O governador enfatizou que tem estruturado toda a rede de saúde para atender pacientes de Covid-19. Afirmou que até o final deste mês o Estado terá 120 novos leitos de UTI instalados em seu hospitais regionais. Afirmou que hoje são 77 UTIs nos hospitais regionais, incluindo a Santa Casa, em Cuiabá, e o Hospital Metropolitano, em Várzea Grande.
No Metropolitano, Mendes destaca que serão 40 UTIs e mais 238 leitos de enfermarias reservados para pacientes de Covid-19. Na Santa Casa, são mais 30 UTIs e 117 leitos comuns também exclusivos para pacientes da pandemia.
O governador afirmou que hoje fará um anúnciou de quantos leitos Mato Grosso tem reservado para estes pacientes, antecipando que serão cerca de 1 mil, contabilizando os leitos reservados pelos municípios.

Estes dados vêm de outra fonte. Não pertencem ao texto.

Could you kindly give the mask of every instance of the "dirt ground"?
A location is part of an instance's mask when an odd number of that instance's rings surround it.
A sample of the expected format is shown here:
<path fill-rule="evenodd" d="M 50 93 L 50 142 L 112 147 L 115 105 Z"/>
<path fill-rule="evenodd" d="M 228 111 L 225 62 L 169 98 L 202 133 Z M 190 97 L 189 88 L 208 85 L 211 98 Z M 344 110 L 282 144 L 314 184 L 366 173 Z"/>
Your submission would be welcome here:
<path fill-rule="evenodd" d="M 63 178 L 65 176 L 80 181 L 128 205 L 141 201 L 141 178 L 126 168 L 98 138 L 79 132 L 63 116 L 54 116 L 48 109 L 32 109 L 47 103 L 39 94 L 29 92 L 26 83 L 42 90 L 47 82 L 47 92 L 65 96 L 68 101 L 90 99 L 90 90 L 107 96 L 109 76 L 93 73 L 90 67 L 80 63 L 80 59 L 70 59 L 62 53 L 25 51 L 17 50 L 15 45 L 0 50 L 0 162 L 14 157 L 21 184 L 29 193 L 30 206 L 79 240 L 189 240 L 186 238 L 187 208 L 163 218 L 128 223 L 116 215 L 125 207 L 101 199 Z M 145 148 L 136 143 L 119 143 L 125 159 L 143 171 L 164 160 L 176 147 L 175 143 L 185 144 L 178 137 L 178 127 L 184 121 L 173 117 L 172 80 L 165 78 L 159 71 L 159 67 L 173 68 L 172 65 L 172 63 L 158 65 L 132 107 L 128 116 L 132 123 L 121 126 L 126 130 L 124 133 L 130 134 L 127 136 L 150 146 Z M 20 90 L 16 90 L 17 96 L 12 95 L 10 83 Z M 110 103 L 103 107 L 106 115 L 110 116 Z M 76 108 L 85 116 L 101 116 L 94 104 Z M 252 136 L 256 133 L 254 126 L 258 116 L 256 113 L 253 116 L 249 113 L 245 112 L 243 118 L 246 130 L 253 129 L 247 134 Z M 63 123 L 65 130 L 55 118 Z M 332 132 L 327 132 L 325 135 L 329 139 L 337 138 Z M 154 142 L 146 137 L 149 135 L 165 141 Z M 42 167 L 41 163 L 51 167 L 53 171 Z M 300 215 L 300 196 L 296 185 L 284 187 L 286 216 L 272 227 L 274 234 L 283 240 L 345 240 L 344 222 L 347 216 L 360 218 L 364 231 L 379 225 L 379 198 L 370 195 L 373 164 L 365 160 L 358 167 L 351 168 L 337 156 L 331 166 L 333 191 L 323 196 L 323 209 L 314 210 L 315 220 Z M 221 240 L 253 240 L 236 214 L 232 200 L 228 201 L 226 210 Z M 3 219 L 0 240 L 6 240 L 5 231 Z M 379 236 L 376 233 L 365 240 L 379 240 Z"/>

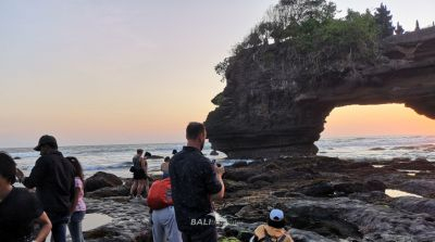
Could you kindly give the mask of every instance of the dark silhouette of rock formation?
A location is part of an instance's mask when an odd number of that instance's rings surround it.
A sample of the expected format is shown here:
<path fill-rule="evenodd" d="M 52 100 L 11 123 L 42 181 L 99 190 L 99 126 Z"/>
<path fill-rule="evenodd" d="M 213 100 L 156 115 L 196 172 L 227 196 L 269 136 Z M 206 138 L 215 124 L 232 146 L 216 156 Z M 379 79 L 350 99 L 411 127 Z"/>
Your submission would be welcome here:
<path fill-rule="evenodd" d="M 435 118 L 435 27 L 388 37 L 381 50 L 382 64 L 303 88 L 281 63 L 264 69 L 252 52 L 237 56 L 206 122 L 210 142 L 231 157 L 314 155 L 325 118 L 338 106 L 405 103 Z"/>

Em relação ao hospital de campanha, desde o início da pandemia o secretário de Estado de Saúde, Gilberto Figueiredo, descartou essa possibilidade em Mato Grosso. O secretário sempre enfatizou que para anteder pacientes graves de Covid-19 é necessária uma estrutura muito mais complexas que um hospital de campanha. Além disso, destacou a dificuldade em adquirir equipamentos neste momento de pandemia.
Testes rápidos
O governador ainda falou sobre a aquisição de testes rápidos, que foi feita na China. Os 20 mil testes devem chegar no final deste mês. Ele explicou que pagou U$ 6,5 por cada teste e que no Brasil o custo chega a R$ 150,00 ou até R$ 200,00 a unidade. Citou ainda que muitos testes rápidos, testados pela Anvisa, têm dado índice de não confiabilidade de 30% até 50%.
“Se eu sair testando toda a população de Mato Grosso e der que 95% não pegaram. O que isso vai resolver?”, destacou em relação às cobranças para que toda a população seja testada.